You know what I'm talking about. That smell your new car has when you first get it. All it does is bring out your inner 16 year old enthusiasm to start driving it. Fortunately, when you first get to it no one catches you checking yourself out in the gleaming paint. As you slowly stroke your fingers over the paint to the door handle, you gently pull the heavy door open and that smell wafts over your nose and brings a soft smile to your face.
You slowly slide into your seat before your enthusiasm overtakes you because you finally have what you've been working so hard to own. Adjusting your seat you think, "Wait a second in my old car that button didn't move the steering wheel." You continue to fiddle with the new dials, the radio settings and side mirrors before pulling out the driveway confident you're ready for the road. However, everything is off kilter. The car doesn't handle like your old one, it's quieter, the road feels different and it's much faster than you're used to.

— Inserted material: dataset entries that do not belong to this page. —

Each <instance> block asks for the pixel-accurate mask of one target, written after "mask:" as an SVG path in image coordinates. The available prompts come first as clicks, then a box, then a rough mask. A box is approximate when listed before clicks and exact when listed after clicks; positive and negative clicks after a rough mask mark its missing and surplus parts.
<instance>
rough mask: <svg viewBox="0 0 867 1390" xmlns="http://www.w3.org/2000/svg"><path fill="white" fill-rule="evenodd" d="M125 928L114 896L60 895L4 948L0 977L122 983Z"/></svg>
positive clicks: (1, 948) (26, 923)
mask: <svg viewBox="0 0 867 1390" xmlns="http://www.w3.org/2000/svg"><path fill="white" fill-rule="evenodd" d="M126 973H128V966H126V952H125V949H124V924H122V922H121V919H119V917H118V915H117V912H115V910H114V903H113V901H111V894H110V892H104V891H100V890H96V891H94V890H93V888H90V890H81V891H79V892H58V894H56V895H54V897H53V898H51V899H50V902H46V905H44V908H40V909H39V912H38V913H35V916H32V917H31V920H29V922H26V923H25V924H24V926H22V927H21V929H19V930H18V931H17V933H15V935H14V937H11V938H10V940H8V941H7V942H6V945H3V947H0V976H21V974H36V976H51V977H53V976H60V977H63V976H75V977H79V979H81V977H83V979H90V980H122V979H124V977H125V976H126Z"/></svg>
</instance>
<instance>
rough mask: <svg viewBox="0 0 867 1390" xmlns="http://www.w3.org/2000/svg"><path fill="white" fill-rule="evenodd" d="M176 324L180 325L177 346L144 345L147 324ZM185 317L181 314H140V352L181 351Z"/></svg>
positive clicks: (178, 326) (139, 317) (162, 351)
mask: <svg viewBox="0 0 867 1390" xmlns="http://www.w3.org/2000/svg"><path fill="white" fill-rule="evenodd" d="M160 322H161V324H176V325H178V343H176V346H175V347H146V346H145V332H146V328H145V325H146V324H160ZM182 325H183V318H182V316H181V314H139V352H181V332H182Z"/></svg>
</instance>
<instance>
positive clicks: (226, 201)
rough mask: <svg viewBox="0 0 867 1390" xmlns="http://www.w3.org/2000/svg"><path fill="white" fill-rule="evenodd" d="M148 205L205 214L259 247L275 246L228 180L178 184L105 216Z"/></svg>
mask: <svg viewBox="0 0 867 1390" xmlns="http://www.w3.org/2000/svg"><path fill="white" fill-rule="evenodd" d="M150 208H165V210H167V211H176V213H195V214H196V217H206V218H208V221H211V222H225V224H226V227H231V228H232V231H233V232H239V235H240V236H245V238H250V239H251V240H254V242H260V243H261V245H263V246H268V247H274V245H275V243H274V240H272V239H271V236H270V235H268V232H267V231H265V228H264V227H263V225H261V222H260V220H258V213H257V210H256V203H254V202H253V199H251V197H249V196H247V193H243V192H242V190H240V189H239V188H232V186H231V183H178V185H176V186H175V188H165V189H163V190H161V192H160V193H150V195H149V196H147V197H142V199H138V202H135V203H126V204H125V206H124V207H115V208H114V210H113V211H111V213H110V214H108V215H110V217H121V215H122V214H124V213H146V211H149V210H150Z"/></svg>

This is how I feel about living here in Macedonia and learning the language. Except the steering wheel is positioned where the passenger seat would be. I've never experienced Cyrillic so this immersion has been intense. This is why I was fooled into thinking Macedonia looks like Europe. It might use the same structure aesthetically as Europe, like the car, but once inside everything isn't where it should be. Also the instructions aren't clear, they're handwritten and faded.
I'm still sitting in my new car, enjoying the smell and figuring out how everything works. I'm especially curious why the radio only plays 80's remixes. It's a process but I loving the challenge and I'm happy being here learning to read these strange instructions.